6. En deuxième lieu, aux termes de l’article 8 de la convention européenne de sauvegarde des droits de l’homme et des libertés fondamentales : « 1° Toute personne a droit au respect de sa vie privée et familiale, de son domicile et de sa correspondance. / 2° Il ne peut y avoir ingérence d’une autorité publique dans l’exercice de ce droit que pour autant que cette ingérence est prévu par la loi et qu’elle constitue une mesure qui, dans une société démocratique, est nécessaire à la sécurité nationale, à la sûreté publique, au bien-être économique du pays, à la défense de l’ordre et à la prévention des infractions pénales, à la protection de la santé ou de la morale ou à la protection des droits et libertés d’autrui ». Aux termes de l’article L. 423-23 du code de l’entrée et du séjour des étrangers et du droit d’asile : « L’étranger ne vivant pas en état de polygamie, qui n’entre pas dans les catégories prévues aux articles L. 423-1, L. 423-7, L. 423-14, L. 423-15, L. 423-21 et L. 423-22 ou dans celles qui ouvrent droit au regroupement familial, et qui dispose de liens personnels et familiaux en France tels que le refus d’autoriser son séjour porterait à son droit au respect de sa vie privée et familiale une atteinte disproportionnée au regard des motifs du refus, se voit délivrer une carte de séjour temporaire portant la mention »vie privée et familiale« d’une durée d’un an, sans que soit opposable la condition prévue à l’article L. 412-1. / Les liens mentionnés au premier alinéa sont appréciés notamment au regard de leur intensité, de leur ancienneté et de leur stabilité, des conditions d’existence de l’étranger, de son insertion dans la société française ainsi que de la nature de ses liens avec sa famille restée dans son pays d’origine. / L’insertion de l’étranger dans la société française est évaluée en tenant compte notamment de sa connaissance des valeurs de la République ». Pour l’application de ces stipulations et dispositions, l’étranger qui invoque la protection due à son droit au respect de sa vie privée et familiale en France doit apporter toute justification permettant d’apprécier la réalité et la stabilité de ses liens personnels et familiaux effectifs en France au regard de ceux qu’il a conservés dans son pays d’origine.

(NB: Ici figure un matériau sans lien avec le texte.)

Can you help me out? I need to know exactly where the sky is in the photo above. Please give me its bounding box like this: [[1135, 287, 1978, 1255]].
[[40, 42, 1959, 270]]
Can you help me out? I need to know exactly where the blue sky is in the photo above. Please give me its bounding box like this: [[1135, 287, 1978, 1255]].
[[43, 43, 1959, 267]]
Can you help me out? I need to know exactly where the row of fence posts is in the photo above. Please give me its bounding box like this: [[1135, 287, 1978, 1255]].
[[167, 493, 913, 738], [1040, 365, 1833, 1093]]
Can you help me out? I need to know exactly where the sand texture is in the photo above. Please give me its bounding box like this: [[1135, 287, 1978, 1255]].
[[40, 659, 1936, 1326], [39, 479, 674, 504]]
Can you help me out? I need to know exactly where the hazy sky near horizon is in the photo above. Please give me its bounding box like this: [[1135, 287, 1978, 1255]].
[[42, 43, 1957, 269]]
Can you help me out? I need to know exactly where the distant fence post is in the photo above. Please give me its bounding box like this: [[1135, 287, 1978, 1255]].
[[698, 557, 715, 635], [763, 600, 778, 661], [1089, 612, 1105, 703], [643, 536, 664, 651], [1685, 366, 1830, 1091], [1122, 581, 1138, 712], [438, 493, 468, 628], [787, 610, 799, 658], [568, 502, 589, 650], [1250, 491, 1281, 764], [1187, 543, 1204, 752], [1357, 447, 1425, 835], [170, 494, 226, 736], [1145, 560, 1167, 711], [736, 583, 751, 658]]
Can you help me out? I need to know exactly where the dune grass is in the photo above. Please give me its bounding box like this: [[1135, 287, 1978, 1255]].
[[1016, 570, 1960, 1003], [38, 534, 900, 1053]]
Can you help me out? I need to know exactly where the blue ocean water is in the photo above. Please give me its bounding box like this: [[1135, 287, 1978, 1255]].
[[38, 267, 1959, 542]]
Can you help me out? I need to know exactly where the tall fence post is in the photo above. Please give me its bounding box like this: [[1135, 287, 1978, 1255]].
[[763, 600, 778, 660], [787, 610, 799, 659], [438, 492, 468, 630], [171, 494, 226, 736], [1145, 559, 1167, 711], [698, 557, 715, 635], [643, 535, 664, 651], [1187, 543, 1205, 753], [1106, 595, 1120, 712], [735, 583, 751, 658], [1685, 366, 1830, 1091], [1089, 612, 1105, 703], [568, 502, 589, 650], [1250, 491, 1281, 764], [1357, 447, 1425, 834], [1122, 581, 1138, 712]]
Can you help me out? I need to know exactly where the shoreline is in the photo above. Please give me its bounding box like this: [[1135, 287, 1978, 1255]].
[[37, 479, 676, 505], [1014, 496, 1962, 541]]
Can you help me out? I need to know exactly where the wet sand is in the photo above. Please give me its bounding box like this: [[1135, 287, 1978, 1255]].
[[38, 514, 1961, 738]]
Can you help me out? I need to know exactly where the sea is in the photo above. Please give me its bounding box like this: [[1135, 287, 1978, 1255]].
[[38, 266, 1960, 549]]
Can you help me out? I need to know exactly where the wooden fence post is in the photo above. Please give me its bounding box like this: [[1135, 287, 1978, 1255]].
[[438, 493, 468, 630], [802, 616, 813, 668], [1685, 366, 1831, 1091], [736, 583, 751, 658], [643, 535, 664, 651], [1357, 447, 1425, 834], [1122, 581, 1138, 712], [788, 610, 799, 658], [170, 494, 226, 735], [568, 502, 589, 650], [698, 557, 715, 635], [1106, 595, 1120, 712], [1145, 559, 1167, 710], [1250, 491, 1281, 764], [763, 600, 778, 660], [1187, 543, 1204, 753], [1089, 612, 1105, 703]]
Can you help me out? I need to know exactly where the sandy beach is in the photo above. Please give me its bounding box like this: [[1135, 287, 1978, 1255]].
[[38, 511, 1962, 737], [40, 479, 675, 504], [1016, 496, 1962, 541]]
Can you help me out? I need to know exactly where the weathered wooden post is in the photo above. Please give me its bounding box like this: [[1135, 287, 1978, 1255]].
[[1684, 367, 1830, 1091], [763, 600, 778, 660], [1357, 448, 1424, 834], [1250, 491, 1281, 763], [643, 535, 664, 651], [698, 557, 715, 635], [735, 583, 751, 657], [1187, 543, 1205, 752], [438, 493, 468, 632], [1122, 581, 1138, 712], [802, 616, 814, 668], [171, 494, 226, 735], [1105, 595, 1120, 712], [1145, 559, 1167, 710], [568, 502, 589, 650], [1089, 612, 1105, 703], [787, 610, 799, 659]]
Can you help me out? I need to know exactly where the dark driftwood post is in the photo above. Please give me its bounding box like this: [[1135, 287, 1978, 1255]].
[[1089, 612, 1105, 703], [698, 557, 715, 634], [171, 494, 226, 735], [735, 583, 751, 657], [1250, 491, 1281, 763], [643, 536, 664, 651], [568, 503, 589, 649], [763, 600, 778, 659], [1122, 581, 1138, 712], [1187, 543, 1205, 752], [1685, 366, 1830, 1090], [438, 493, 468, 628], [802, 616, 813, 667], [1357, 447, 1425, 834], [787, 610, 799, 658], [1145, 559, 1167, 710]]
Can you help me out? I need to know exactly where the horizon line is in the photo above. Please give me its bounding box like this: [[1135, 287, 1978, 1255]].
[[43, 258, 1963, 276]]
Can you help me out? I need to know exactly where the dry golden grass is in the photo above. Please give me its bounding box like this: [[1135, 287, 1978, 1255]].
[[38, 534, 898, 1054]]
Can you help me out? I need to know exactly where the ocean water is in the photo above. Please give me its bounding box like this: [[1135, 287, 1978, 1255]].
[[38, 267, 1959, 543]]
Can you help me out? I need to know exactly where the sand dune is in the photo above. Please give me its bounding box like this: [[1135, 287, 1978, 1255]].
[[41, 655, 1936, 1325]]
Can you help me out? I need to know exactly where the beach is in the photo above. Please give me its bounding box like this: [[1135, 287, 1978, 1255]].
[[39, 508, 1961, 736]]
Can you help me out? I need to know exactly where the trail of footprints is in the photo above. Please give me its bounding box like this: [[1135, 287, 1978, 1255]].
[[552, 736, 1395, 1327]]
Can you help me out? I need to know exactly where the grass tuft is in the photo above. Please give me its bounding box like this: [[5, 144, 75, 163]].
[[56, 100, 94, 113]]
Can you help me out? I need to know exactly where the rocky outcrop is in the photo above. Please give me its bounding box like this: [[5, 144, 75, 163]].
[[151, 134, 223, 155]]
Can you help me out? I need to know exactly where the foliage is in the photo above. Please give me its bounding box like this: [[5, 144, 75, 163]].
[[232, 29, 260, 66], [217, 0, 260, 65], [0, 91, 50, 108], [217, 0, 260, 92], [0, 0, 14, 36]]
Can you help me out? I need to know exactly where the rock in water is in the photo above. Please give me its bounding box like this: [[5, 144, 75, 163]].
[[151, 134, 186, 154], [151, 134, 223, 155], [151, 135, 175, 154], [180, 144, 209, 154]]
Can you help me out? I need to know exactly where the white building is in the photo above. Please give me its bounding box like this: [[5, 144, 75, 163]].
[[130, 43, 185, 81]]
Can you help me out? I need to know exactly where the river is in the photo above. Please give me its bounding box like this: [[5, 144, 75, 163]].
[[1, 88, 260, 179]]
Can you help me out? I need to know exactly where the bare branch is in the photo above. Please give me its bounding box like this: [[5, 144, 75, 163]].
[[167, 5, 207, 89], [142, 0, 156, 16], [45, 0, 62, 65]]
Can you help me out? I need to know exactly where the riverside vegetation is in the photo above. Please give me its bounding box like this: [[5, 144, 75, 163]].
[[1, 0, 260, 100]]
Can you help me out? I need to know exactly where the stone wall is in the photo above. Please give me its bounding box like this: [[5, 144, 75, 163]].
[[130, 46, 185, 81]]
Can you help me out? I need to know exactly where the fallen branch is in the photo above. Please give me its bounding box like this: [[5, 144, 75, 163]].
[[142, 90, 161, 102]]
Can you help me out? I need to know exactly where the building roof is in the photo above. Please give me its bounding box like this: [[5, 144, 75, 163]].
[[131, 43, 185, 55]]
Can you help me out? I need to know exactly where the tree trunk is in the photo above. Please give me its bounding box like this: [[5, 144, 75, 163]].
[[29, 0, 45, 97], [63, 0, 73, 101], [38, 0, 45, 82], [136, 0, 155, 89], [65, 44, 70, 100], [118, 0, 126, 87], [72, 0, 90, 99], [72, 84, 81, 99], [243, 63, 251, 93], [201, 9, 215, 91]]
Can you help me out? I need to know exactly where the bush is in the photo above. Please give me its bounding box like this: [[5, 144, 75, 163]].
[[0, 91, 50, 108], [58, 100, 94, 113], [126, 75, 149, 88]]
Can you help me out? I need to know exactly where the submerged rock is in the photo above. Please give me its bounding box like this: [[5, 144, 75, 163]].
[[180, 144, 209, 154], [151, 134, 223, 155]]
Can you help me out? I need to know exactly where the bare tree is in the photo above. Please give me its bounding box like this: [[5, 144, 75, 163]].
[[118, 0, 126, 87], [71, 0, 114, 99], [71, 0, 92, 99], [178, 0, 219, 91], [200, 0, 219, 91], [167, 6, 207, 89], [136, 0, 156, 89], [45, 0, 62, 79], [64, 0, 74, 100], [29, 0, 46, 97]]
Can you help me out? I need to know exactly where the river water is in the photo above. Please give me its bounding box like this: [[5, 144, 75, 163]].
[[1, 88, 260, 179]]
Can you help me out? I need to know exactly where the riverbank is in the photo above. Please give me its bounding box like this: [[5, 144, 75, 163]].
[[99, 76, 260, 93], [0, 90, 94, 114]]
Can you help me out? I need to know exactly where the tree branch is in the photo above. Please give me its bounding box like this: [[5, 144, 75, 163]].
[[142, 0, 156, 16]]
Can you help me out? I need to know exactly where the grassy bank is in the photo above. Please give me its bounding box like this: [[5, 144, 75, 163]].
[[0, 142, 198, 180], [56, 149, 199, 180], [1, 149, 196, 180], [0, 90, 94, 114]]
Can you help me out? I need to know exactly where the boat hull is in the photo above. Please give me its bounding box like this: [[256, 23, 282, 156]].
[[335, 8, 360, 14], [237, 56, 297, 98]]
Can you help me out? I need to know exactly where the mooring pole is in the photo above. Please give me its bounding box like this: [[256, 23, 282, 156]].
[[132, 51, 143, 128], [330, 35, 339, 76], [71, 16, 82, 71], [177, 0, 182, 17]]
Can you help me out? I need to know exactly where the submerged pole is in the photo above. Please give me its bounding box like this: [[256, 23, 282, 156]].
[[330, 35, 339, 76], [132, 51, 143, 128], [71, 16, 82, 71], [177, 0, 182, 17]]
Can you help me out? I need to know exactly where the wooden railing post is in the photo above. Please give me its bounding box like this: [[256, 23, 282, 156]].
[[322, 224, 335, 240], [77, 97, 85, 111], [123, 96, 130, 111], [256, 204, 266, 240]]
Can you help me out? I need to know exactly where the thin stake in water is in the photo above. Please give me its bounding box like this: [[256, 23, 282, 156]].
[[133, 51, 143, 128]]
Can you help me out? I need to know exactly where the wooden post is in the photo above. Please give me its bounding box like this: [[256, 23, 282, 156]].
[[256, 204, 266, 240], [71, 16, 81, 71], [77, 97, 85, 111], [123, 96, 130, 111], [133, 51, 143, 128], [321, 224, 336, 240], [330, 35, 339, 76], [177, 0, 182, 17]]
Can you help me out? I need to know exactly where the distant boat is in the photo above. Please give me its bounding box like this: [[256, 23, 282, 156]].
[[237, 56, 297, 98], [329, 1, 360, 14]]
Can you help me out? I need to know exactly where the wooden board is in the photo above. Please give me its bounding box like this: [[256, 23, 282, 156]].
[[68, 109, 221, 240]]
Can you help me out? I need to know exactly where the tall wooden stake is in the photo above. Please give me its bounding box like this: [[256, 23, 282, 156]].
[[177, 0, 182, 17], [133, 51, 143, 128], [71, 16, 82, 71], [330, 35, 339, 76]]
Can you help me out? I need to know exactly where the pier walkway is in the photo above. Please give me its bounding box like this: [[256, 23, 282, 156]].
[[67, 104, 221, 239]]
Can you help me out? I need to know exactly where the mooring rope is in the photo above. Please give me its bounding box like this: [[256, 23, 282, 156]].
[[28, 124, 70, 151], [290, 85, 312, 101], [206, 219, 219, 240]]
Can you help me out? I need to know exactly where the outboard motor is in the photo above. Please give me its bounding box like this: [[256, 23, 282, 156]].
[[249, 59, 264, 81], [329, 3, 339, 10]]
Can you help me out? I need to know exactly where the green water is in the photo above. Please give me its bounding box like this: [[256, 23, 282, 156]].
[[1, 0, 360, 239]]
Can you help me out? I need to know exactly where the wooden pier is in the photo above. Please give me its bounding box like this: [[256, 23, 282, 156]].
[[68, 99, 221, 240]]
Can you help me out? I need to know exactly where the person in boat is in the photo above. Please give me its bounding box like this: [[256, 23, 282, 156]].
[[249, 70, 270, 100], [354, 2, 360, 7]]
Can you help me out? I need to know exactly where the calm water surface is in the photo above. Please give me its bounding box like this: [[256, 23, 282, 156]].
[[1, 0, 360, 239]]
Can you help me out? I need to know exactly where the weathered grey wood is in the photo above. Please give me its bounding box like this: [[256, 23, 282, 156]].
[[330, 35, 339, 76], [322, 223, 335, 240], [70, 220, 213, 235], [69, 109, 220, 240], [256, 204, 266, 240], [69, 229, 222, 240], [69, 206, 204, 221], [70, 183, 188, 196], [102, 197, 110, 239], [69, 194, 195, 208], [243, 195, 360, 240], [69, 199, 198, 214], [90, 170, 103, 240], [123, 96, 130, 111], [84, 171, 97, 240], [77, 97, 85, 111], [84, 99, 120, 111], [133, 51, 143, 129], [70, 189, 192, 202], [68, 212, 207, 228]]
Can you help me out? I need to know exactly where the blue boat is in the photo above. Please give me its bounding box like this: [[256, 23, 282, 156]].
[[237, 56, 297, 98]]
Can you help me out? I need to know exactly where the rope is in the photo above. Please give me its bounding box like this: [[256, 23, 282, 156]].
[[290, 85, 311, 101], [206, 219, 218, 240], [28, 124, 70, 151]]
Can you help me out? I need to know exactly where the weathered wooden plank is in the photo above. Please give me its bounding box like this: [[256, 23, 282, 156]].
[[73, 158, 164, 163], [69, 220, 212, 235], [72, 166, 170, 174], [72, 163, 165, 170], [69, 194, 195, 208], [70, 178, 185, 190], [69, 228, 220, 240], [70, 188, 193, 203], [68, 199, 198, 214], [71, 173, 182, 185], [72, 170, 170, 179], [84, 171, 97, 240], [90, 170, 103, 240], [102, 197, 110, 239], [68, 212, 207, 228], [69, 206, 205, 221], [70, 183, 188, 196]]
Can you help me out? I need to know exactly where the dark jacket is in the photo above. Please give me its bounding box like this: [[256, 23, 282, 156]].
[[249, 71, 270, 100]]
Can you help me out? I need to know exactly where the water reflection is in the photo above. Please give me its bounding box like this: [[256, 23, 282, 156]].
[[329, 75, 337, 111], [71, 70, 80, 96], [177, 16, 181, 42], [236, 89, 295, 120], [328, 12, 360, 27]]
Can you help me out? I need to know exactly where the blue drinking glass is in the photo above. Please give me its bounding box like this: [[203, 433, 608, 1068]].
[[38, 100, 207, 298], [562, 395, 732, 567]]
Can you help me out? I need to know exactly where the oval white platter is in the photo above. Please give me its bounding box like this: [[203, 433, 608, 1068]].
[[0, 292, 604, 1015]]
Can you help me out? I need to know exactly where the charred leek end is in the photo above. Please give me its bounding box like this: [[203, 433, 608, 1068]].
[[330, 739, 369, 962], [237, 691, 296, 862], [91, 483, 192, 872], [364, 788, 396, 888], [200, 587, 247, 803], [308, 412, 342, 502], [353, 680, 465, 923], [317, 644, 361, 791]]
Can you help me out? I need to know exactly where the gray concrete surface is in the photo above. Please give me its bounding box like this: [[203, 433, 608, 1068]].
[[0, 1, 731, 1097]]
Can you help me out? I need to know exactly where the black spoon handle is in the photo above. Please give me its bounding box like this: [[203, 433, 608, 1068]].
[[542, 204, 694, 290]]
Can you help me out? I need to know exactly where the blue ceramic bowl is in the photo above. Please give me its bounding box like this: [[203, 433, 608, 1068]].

7. M. B se prévaut de sa présence sur le territoire depuis octobre 2020 et de son parcours scolaire qui témoigne de ses efforts d’intégration. Toutefois les quelques pièces versées au dossier ne permettent pas d’établir le caractère continu de sa présence sur le territoire depuis son entrée alléguée. Par ailleurs, pour estimables qu’ils soient, ses résultats scolaires et son contrat d’alternance, au demeurant non produit, ne suffisent pas à démontrer qu’il aurait fixé, en France, le centre de ses intérêts privés et familiaux. En outre, le requérant, célibataire et sans charge de famille, ne se prévaut d’aucune attache sur le territoire national et ne nie pas en conserver dans son pays d’origine dans lequel il a vécu l’essentiel de son existence. Dans ces conditions, l’arrêté en litige n’a pas porté au droit de M. B au respect de sa vie privée et familiale une atteinte disproportionnée aux buts en vue desquels il a été pris et n’a donc méconnu ni les stipulations de l’article 8 de la convention européenne de sauvegarde des droits de l’homme et des libertés fondamentales, ni les dispositions de l’article L. 423-23 du code de l’entrée et du séjour des étrangers et du droit d’asile.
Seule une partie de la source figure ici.